Todo juez debe saber que cuando los recursos públicos son desviados para beneficio privado, no solo se afecta el patrimonio colectivo, sino que también se debilita la confianza ciudadana en las instituciones.
Por eso, la justicia está llamada a desempeñar un papel fundamental como garante de la legalidad, la transparencia y la igualdad ante la ley.
La lucha contra la corrupción exige una justicia independiente, eficiente, eficaz, pronta, imparcial y eficiente.
Todos sabemos que cuando la justicia actúa con firmeza y objetividad, envía un mensaje claro de que nadie está por encima de la ley, independientemente de su posición o poder.
La efectividad de la justicia frente a la corrupción no depende únicamente de la existencia de leyes severas.
También requiere de instituciones sólidas, con un ministerio público capacitado.
La impunidad suele prosperar cuando los procesos se prolongan excesivamente o cuando las investigaciones carecen de los recursos necesarios para reunir pruebas concluyentes.

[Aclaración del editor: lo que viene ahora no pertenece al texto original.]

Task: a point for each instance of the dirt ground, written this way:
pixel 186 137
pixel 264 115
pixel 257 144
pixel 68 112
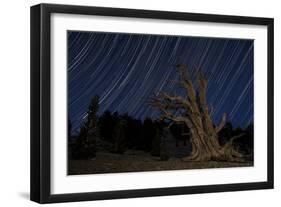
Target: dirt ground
pixel 136 161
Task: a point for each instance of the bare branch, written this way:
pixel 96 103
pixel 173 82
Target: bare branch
pixel 222 123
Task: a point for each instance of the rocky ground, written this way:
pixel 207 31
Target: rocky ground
pixel 136 161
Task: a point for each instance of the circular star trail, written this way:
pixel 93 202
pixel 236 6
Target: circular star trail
pixel 124 70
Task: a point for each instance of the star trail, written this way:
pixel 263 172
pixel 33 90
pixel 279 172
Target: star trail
pixel 124 70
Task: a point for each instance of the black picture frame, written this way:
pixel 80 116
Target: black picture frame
pixel 40 102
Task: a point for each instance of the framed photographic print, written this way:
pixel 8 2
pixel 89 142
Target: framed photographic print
pixel 132 103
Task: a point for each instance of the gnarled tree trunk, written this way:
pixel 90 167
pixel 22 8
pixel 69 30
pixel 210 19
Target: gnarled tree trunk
pixel 192 109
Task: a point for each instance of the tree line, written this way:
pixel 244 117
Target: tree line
pixel 123 132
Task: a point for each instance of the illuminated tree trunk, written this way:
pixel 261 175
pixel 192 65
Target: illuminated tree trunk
pixel 192 109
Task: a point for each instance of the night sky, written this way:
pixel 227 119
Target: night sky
pixel 124 70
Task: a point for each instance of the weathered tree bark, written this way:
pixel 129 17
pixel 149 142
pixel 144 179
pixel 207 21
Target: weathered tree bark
pixel 192 109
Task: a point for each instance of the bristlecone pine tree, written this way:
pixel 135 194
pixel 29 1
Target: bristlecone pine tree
pixel 192 109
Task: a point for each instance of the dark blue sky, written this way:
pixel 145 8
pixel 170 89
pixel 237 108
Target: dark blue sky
pixel 125 69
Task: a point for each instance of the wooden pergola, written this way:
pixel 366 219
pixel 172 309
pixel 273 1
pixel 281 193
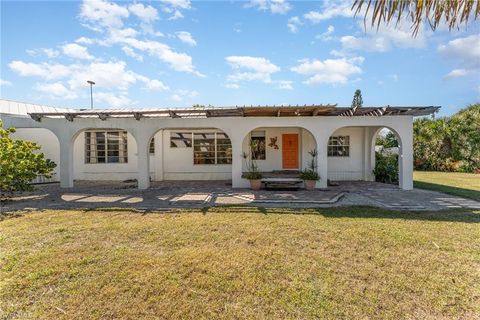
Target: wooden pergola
pixel 321 110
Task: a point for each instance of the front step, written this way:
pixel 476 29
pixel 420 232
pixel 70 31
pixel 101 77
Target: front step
pixel 282 183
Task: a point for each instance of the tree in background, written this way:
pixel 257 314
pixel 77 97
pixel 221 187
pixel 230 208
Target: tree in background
pixel 357 101
pixel 451 12
pixel 387 140
pixel 20 163
pixel 449 143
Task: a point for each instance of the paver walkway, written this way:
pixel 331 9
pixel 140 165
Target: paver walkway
pixel 171 194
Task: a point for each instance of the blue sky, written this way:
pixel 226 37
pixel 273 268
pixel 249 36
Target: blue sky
pixel 178 53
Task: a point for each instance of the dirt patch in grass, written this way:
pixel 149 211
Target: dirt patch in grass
pixel 247 263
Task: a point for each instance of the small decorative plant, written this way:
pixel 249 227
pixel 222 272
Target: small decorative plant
pixel 252 174
pixel 310 175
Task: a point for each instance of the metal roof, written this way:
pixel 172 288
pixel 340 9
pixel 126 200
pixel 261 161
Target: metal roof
pixel 238 111
pixel 23 108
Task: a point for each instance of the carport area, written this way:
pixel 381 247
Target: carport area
pixel 166 195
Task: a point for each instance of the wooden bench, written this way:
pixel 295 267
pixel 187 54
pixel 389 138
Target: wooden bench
pixel 271 183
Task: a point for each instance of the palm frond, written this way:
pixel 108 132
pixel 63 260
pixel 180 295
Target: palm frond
pixel 435 12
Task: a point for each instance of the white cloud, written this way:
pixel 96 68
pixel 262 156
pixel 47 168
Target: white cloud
pixel 50 53
pixel 274 6
pixel 5 83
pixel 103 13
pixel 106 75
pixel 177 15
pixel 44 70
pixel 285 85
pixel 294 24
pixel 96 13
pixel 331 71
pixel 175 7
pixel 112 75
pixel 76 51
pixel 257 69
pixel 456 73
pixel 176 97
pixel 55 90
pixel 112 99
pixel 465 52
pixel 85 40
pixel 129 52
pixel 178 61
pixel 186 37
pixel 181 4
pixel 331 9
pixel 232 86
pixel 182 95
pixel 327 35
pixel 147 14
pixel 156 85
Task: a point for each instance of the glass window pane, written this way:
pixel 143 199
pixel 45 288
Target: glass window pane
pixel 180 140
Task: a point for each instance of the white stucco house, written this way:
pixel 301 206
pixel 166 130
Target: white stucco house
pixel 207 143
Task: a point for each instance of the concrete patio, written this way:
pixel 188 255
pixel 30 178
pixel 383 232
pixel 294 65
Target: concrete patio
pixel 176 194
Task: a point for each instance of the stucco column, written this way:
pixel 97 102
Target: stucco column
pixel 237 160
pixel 369 153
pixel 322 162
pixel 66 160
pixel 406 159
pixel 158 158
pixel 142 138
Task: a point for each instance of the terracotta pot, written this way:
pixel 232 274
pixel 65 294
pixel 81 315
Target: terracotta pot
pixel 256 184
pixel 310 184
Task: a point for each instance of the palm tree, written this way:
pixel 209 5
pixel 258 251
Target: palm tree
pixel 452 12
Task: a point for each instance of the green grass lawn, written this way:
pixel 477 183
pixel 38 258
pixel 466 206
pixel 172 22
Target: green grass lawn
pixel 241 263
pixel 465 185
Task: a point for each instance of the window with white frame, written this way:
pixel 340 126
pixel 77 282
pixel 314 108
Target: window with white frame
pixel 151 148
pixel 106 146
pixel 258 145
pixel 211 148
pixel 180 139
pixel 339 146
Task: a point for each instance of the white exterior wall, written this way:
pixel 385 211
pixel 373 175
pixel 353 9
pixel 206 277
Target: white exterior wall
pixel 273 157
pixel 351 167
pixel 104 171
pixel 237 129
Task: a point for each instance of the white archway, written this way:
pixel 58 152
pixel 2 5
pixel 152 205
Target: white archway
pixel 361 160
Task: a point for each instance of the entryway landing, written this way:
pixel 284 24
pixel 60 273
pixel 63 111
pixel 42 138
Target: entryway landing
pixel 174 194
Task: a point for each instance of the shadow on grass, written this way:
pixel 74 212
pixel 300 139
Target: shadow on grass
pixel 455 191
pixel 454 215
pixel 355 212
pixel 362 212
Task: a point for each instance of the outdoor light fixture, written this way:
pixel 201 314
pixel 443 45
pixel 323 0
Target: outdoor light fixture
pixel 91 92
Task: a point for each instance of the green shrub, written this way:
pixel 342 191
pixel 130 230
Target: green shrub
pixel 310 173
pixel 20 163
pixel 386 168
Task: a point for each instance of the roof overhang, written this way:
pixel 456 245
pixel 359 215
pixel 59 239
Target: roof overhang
pixel 237 111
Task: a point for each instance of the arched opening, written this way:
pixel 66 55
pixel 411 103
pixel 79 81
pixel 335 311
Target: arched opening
pixel 49 146
pixel 190 154
pixel 279 150
pixel 351 153
pixel 386 156
pixel 104 154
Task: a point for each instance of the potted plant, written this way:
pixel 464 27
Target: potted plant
pixel 252 174
pixel 310 175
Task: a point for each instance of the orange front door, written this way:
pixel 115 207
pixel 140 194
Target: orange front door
pixel 290 151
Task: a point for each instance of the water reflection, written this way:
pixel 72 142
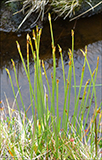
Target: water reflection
pixel 87 32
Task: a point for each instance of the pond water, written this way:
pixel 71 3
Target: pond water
pixel 88 31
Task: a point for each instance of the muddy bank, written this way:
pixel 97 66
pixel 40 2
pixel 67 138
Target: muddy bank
pixel 10 22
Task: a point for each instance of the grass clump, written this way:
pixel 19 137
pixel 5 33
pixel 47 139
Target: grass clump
pixel 63 8
pixel 45 135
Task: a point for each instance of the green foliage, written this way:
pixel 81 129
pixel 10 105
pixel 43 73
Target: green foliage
pixel 46 135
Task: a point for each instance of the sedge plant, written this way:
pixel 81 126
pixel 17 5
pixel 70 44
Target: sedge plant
pixel 46 135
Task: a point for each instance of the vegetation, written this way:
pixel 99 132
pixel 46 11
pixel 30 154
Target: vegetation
pixel 46 135
pixel 65 8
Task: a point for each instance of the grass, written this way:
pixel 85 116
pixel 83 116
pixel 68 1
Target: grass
pixel 63 8
pixel 46 135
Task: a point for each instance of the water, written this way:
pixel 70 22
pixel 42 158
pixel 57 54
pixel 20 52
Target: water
pixel 87 32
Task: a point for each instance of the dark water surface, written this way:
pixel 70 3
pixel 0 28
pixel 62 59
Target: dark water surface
pixel 88 31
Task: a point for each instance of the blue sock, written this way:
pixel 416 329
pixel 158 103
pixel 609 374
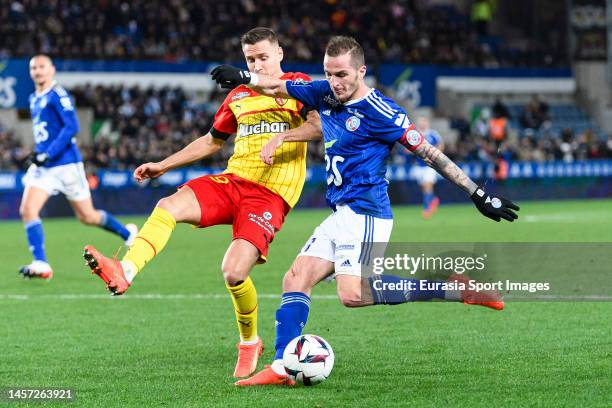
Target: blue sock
pixel 291 318
pixel 427 199
pixel 110 223
pixel 393 290
pixel 36 240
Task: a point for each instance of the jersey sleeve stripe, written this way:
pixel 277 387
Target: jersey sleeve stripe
pixel 383 104
pixel 371 102
pixel 217 134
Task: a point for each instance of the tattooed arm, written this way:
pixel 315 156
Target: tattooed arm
pixel 445 166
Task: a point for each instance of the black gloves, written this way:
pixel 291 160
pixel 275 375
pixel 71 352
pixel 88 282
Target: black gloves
pixel 494 208
pixel 38 159
pixel 230 77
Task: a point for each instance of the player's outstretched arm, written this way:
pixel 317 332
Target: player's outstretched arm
pixel 198 149
pixel 309 130
pixel 494 207
pixel 229 77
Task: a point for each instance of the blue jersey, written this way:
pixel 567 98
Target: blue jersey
pixel 358 136
pixel 434 139
pixel 55 126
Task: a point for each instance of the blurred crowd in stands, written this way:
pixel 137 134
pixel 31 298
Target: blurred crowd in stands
pixel 402 31
pixel 134 125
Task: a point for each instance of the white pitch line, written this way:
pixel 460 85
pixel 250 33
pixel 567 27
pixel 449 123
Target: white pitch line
pixel 207 296
pixel 148 296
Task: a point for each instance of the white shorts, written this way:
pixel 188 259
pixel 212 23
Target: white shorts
pixel 339 239
pixel 425 175
pixel 68 179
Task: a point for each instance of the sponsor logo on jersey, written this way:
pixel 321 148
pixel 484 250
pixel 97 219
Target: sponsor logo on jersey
pixel 330 143
pixel 261 222
pixel 352 123
pixel 300 82
pixel 262 127
pixel 330 100
pixel 346 263
pixel 240 95
pixel 414 138
pixel 355 112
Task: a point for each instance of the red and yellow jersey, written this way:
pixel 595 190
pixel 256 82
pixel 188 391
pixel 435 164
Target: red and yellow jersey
pixel 255 119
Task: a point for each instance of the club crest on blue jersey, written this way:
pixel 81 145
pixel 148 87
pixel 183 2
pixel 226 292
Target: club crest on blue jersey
pixel 352 123
pixel 414 138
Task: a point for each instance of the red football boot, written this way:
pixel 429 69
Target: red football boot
pixel 109 270
pixel 248 355
pixel 483 298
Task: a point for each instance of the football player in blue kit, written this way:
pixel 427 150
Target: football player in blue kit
pixel 360 126
pixel 56 167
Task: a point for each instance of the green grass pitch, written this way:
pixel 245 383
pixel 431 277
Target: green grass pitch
pixel 171 340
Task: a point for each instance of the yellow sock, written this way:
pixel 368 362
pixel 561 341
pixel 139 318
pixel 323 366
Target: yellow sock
pixel 151 238
pixel 244 298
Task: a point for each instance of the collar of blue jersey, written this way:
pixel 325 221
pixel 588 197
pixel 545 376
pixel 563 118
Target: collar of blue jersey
pixel 354 101
pixel 47 90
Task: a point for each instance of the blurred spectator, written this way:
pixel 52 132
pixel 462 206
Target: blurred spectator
pixel 403 31
pixel 482 14
pixel 535 114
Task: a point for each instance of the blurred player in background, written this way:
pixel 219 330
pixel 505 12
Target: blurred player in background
pixel 251 196
pixel 360 127
pixel 56 167
pixel 426 176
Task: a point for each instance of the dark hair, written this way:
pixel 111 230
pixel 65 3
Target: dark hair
pixel 340 45
pixel 46 56
pixel 258 34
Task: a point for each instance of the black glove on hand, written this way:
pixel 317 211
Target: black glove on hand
pixel 38 159
pixel 495 208
pixel 230 77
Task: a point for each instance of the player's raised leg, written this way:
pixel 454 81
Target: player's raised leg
pixel 238 261
pixel 32 202
pixel 292 315
pixel 182 206
pixel 88 215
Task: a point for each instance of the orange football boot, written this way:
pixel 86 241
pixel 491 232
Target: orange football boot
pixel 483 298
pixel 248 354
pixel 109 270
pixel 267 376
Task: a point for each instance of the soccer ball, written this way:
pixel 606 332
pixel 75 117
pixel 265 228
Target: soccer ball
pixel 308 359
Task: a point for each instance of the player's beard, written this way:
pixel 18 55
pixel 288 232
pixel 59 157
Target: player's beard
pixel 350 90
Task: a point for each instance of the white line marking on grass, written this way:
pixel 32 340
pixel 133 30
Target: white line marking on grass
pixel 562 217
pixel 146 296
pixel 208 296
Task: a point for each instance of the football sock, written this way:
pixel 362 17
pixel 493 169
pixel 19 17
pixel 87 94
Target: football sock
pixel 244 298
pixel 427 199
pixel 291 318
pixel 151 239
pixel 401 292
pixel 110 223
pixel 36 239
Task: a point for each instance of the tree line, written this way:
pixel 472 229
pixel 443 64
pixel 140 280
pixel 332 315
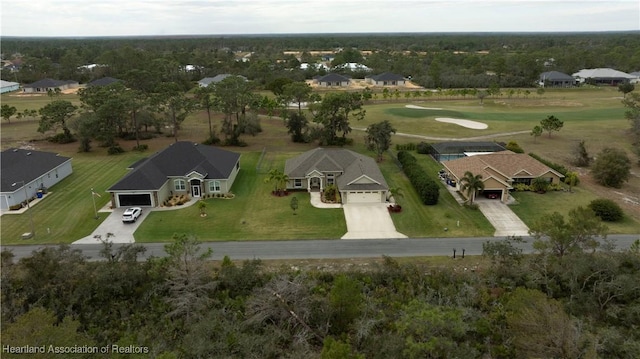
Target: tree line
pixel 565 302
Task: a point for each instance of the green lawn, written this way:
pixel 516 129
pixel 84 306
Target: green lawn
pixel 532 206
pixel 254 214
pixel 418 220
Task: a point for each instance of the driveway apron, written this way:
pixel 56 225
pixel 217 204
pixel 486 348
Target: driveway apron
pixel 502 218
pixel 369 220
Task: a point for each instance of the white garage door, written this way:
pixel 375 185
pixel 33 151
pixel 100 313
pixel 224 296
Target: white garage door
pixel 363 197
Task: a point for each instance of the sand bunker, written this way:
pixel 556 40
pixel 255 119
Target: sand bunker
pixel 464 123
pixel 422 108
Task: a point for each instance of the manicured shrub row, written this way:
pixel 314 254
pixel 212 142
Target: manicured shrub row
pixel 426 187
pixel 560 168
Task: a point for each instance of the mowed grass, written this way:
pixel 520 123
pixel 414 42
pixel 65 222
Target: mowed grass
pixel 419 220
pixel 254 213
pixel 531 206
pixel 66 214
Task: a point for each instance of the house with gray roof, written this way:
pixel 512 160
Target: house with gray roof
pixel 556 79
pixel 183 168
pixel 214 80
pixel 332 79
pixel 602 76
pixel 44 85
pixel 386 79
pixel 25 172
pixel 357 177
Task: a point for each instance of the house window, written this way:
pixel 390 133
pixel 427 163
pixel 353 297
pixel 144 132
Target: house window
pixel 180 185
pixel 331 178
pixel 214 186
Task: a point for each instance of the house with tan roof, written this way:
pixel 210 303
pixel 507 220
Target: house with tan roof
pixel 500 171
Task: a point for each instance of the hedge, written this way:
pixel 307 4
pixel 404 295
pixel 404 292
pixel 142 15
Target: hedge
pixel 427 188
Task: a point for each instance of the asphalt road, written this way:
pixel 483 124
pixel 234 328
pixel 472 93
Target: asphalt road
pixel 324 249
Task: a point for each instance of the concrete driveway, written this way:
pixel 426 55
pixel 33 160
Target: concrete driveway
pixel 369 220
pixel 122 232
pixel 502 218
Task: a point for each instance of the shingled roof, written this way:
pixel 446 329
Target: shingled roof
pixel 19 165
pixel 352 165
pixel 178 160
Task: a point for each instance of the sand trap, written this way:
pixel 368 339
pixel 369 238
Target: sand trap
pixel 422 108
pixel 464 123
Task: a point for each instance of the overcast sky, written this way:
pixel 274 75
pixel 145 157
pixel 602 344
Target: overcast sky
pixel 213 17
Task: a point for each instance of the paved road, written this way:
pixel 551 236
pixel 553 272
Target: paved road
pixel 319 249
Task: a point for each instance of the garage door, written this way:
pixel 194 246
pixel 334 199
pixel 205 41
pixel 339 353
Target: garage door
pixel 126 200
pixel 363 197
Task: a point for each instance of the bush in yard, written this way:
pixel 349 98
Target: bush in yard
pixel 606 209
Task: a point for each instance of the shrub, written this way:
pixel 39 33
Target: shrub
pixel 606 209
pixel 559 168
pixel 514 147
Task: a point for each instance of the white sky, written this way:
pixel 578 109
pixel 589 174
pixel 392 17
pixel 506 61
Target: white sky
pixel 213 17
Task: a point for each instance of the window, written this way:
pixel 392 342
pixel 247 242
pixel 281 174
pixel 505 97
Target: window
pixel 180 185
pixel 214 186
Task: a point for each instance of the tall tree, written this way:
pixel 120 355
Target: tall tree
pixel 55 114
pixel 612 167
pixel 171 99
pixel 334 113
pixel 471 183
pixel 551 123
pixel 554 234
pixel 378 137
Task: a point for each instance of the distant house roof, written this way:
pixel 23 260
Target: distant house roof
pixel 105 81
pixel 26 165
pixel 49 83
pixel 511 165
pixel 209 80
pixel 601 73
pixel 456 147
pixel 178 160
pixel 333 77
pixel 555 76
pixel 387 76
pixel 352 165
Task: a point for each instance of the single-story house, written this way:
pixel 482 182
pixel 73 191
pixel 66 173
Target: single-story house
pixel 332 79
pixel 7 86
pixel 105 81
pixel 556 79
pixel 602 76
pixel 214 80
pixel 386 79
pixel 183 168
pixel 44 85
pixel 25 172
pixel 357 177
pixel 447 151
pixel 500 171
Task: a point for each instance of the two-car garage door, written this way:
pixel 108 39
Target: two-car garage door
pixel 126 200
pixel 364 197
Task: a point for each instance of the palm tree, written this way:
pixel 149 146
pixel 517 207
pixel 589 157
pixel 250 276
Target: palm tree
pixel 471 183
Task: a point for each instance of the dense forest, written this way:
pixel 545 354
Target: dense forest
pixel 431 60
pixel 578 305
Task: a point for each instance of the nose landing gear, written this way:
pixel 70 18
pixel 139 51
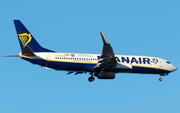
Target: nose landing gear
pixel 160 79
pixel 91 79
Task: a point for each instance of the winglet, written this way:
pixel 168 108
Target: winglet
pixel 104 39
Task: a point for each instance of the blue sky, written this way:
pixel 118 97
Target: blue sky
pixel 141 27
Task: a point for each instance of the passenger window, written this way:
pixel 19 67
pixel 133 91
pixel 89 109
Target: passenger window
pixel 168 62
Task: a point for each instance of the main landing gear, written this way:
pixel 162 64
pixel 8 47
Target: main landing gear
pixel 90 79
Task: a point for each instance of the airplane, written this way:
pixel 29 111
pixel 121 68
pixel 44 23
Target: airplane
pixel 103 66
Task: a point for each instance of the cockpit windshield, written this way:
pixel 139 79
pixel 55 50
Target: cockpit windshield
pixel 168 62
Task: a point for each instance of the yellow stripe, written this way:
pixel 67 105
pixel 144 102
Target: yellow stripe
pixel 90 63
pixel 152 67
pixel 58 60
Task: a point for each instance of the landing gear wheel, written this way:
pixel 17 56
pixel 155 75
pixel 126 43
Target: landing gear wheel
pixel 90 79
pixel 160 79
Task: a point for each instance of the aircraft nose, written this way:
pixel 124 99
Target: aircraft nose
pixel 174 68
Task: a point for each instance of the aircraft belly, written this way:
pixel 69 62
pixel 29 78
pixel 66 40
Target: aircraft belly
pixel 147 70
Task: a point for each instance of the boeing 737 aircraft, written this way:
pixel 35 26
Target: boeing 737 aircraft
pixel 103 66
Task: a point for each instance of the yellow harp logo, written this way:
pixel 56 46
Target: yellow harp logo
pixel 25 38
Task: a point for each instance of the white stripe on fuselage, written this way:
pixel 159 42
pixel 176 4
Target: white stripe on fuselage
pixel 141 61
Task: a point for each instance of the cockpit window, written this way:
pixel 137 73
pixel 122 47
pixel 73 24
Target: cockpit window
pixel 168 62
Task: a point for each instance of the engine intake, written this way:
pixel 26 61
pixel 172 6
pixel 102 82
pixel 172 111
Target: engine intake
pixel 105 75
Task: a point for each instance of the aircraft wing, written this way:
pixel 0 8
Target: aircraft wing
pixel 107 59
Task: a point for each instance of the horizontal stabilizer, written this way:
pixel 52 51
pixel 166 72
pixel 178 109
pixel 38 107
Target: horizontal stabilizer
pixel 12 56
pixel 27 51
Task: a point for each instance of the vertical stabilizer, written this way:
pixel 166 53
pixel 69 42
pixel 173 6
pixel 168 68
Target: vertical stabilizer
pixel 26 38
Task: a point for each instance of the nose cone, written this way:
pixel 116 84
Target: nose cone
pixel 174 68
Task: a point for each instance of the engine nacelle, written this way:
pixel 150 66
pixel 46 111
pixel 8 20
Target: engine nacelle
pixel 105 75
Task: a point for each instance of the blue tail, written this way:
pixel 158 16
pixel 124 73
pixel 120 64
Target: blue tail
pixel 26 39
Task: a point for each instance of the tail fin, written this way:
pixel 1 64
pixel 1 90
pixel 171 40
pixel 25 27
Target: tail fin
pixel 26 39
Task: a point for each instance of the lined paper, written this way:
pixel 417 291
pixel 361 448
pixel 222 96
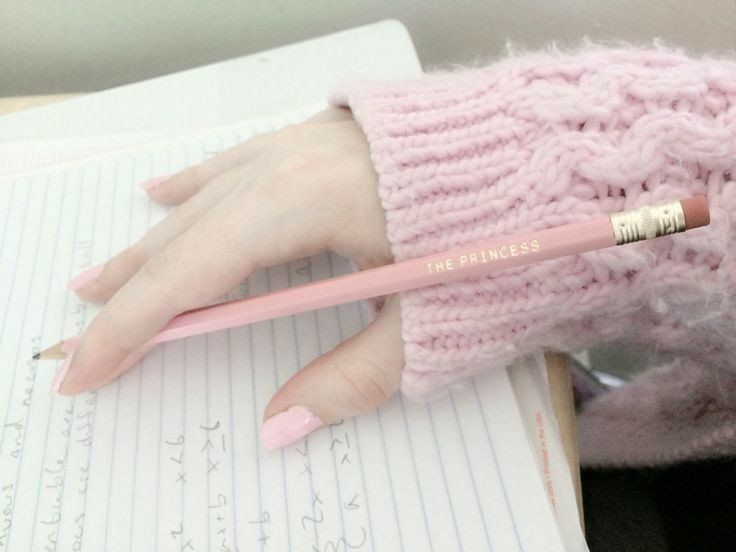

La transparencia en la administración de justicia resulta indispensable. La sociedad tiene derecho a conocer cómo se desarrollan los procesos judiciales y cuáles son los fundamentos de las decisiones adoptadas.
Una justicia transparente fortalece la credibilidad institucional y contribuye a prevenir sospechas de favoritismo o persecución selectiva. Se debe evitar el lawfare de hoy.
La lucha contra la corrupción debe realizarse siempre respetando las garantías fundamentales. No se puede justificar las violaciones al debido proceso ni buscar condenas anticipadas en los medios de comunicación o con medidas de coerción innecesarias.
La presunción de inocencia, el derecho de defensa y la tutela judicial efectiva a favor de los justiciales son sagrados.
Se ha comprobado que los países que han logrado reducir significativamente los niveles de corrupción son aquellos donde la justicia actúa con independencia y que las sanciones son efectivas y oportunas.
La certeza de que los actos corruptos serán investigados y castigados constituye uno de los mecanismos más eficaces de prevención contra la corrupción.
La principal barrera institucional contra la corrupción es la justicia. Su erradicación no es posible. Pero si la justicia cumple su misión de sancionarla y lo hace con valentía y apego al derecho, esa hidra de siete cabezas encuentra sus límites.
Sin embargo, donde la justicia fracasa, la corrupción y la impunidad se convierten en amenazas para la sociedad, la democracia y el desarrollo nacional.